PCR amplification was in a final volume of 10 μl, which included 5–10 ng genomic DNA, 0.5U Taq DNA polymerase and a final concentration of 1 mM primer in 1 × KAPA Buffer A (a Tris-ammonium sulphate buffer with a final concentration of 1.5 mM MgCl2). Thermal cycling was one cycle of initial denaturation at 94 °C for 2 min, followed by 35 cycles of denaturation at 94 °C for 30 s, then PRT1 and PRT2 were annealed at 60 °C and PRT3 and PRT4 were annealed at 62 °C. All assays were annealed for 30 s; this was then followed by an extension step for 30 s at 72 °C. Lastly, one extra extension step was carried out at 72 °C for 5 min. PCR amplification products from different intelectin genes were detected based on amplicon size using standard 2% agarose gel electrophoresis, ethidium bromide staining and visualisation under UV light.
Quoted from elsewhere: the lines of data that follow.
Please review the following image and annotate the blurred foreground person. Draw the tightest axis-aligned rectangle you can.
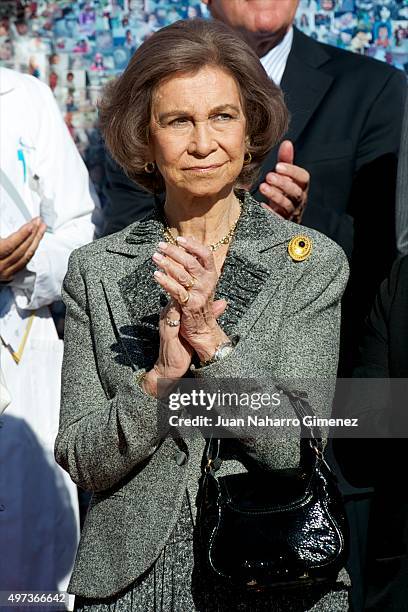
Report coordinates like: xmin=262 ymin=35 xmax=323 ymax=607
xmin=342 ymin=256 xmax=408 ymax=612
xmin=0 ymin=68 xmax=99 ymax=609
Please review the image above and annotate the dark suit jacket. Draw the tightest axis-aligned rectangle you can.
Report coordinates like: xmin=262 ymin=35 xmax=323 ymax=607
xmin=101 ymin=28 xmax=406 ymax=372
xmin=341 ymin=256 xmax=408 ymax=612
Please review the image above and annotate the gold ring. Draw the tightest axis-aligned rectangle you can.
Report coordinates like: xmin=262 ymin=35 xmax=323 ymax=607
xmin=183 ymin=278 xmax=196 ymax=291
xmin=166 ymin=317 xmax=180 ymax=327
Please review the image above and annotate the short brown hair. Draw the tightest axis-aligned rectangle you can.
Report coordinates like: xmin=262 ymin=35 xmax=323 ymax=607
xmin=99 ymin=19 xmax=288 ymax=192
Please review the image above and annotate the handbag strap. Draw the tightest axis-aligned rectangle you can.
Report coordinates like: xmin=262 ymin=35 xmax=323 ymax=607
xmin=203 ymin=385 xmax=323 ymax=473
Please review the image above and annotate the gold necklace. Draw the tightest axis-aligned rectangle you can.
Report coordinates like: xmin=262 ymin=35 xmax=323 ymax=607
xmin=163 ymin=198 xmax=242 ymax=251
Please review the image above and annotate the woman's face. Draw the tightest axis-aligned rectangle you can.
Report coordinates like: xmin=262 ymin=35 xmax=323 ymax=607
xmin=150 ymin=66 xmax=246 ymax=197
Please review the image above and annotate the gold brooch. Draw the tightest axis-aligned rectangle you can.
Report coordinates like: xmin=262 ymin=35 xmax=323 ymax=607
xmin=288 ymin=234 xmax=312 ymax=261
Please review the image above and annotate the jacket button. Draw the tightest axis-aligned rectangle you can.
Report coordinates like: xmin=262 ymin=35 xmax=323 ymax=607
xmin=174 ymin=451 xmax=187 ymax=466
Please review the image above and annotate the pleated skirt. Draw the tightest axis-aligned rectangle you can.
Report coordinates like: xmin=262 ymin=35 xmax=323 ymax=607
xmin=75 ymin=492 xmax=350 ymax=612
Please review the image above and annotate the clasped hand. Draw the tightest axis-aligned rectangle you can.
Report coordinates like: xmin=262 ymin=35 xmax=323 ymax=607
xmin=145 ymin=237 xmax=228 ymax=394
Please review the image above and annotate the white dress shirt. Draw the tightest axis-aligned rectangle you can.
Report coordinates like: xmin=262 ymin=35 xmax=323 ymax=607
xmin=260 ymin=28 xmax=293 ymax=85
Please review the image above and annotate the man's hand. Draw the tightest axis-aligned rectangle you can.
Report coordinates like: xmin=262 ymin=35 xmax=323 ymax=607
xmin=0 ymin=217 xmax=47 ymax=282
xmin=259 ymin=140 xmax=310 ymax=223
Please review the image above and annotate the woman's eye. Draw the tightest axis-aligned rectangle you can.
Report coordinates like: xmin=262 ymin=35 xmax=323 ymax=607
xmin=170 ymin=117 xmax=189 ymax=127
xmin=213 ymin=113 xmax=232 ymax=121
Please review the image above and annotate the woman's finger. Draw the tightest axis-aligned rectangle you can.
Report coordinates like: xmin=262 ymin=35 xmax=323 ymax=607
xmin=212 ymin=300 xmax=228 ymax=319
xmin=275 ymin=162 xmax=310 ymax=190
xmin=158 ymin=242 xmax=205 ymax=278
xmin=160 ymin=300 xmax=181 ymax=338
xmin=153 ymin=270 xmax=190 ymax=304
xmin=259 ymin=183 xmax=296 ymax=218
xmin=152 ymin=253 xmax=196 ymax=289
xmin=159 ymin=236 xmax=215 ymax=271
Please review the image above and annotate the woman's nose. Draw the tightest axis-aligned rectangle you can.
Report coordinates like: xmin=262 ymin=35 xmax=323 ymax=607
xmin=189 ymin=121 xmax=217 ymax=157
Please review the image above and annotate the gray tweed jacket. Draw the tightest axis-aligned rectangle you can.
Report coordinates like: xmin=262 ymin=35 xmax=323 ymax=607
xmin=55 ymin=194 xmax=348 ymax=598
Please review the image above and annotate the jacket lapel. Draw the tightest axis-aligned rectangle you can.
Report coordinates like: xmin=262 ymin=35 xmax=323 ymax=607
xmin=101 ymin=211 xmax=167 ymax=369
xmin=216 ymin=193 xmax=294 ymax=337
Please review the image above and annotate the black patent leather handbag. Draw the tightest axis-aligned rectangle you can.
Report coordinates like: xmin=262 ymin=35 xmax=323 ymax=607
xmin=197 ymin=390 xmax=348 ymax=590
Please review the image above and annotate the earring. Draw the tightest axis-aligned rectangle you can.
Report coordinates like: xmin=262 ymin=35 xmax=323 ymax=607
xmin=244 ymin=151 xmax=252 ymax=166
xmin=144 ymin=162 xmax=156 ymax=174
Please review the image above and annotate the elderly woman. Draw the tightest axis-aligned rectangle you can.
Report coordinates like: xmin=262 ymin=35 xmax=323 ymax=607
xmin=56 ymin=20 xmax=348 ymax=612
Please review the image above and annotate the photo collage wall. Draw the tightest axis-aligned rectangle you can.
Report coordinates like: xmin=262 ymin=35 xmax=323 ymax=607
xmin=0 ymin=0 xmax=408 ymax=200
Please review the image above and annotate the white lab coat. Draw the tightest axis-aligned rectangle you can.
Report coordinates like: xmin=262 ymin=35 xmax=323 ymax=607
xmin=0 ymin=68 xmax=99 ymax=610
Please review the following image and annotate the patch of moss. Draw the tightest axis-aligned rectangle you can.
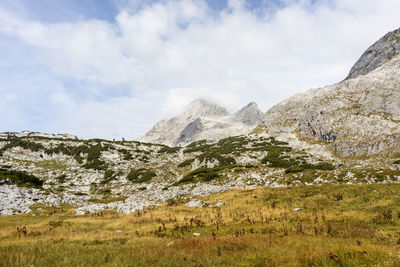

Calling variation from sequence alignment files

Across the whole region (603274 bp) of the Itln locus, the number of reads mapping to non-overlapping 5 kb windows was calculated using SAMTools (v1.3.2)36. In each single window, reads were counted, normalised to average read count and plotted to visualise gain or loss. Single nucleotide variation for the exonic regions for each individual mouse from the bam file was called using FreeBayes (v1.1)40, and converted to vcf format using VCFtools (v0.1.14)37 on a minimum quality score of 30 and a minimum depth of 15. All vcf files are available at https://doi.org/10.25392/leicester.data.13679035.v1.

Optical mapping

We generated optical maps across the whole-genome of four different mice, from two mouse subspecies. C57BL/6J (B6) and C57BL6Crl (B6N) of Mus musculus domesticus, CAST/EiJ of M. musculus castaneus and PWD/Ph (PWD) and PWK/Ph (PWK) of M. m. musculus origin. First megabase-scale high molecular weight DNA was extracted according to the Saphyr Bionano Prep Animal Tissue DNA Isolation Soft Tissue Protocol (Document Number: 30077; Document Revision: B). Briefly, cell nuclei were isolated from splenic tissue and embedded in agarose plugs. DNA in plugs was purified with Proteinase K and RNAse, then high molecular weight (HMW) genomic DNA was extracted from the agarose plugs using agarase and purified by drop dialysis. HMW DNA was resuspended overnight before quantification with the Qubit BR dsDNA assay, then kept at 4 °C until labelling.

We performed the Bionano Direct Labelling and Staining (DLS) protocol (Document Number: 30024 Revision: I) on 750 ng of DNA from each sample using direct labelling enzyme (DLE-1) to label all its recognition sites (CTTAAG). After an initial clean-up step, the labelled HMW DNA was pre-stained, homogenised, and quantified with the Qubit HS dsDNA assay, before using an appropriate amount of backbone stain YOYO-1. The molecules were then imaged using the Bionano Saphyr System (Bionano Genomics, San Diego). The resulting de-novo optical maps were then generated and mapped against an in-silico optical map of the mouse genome reference sequence.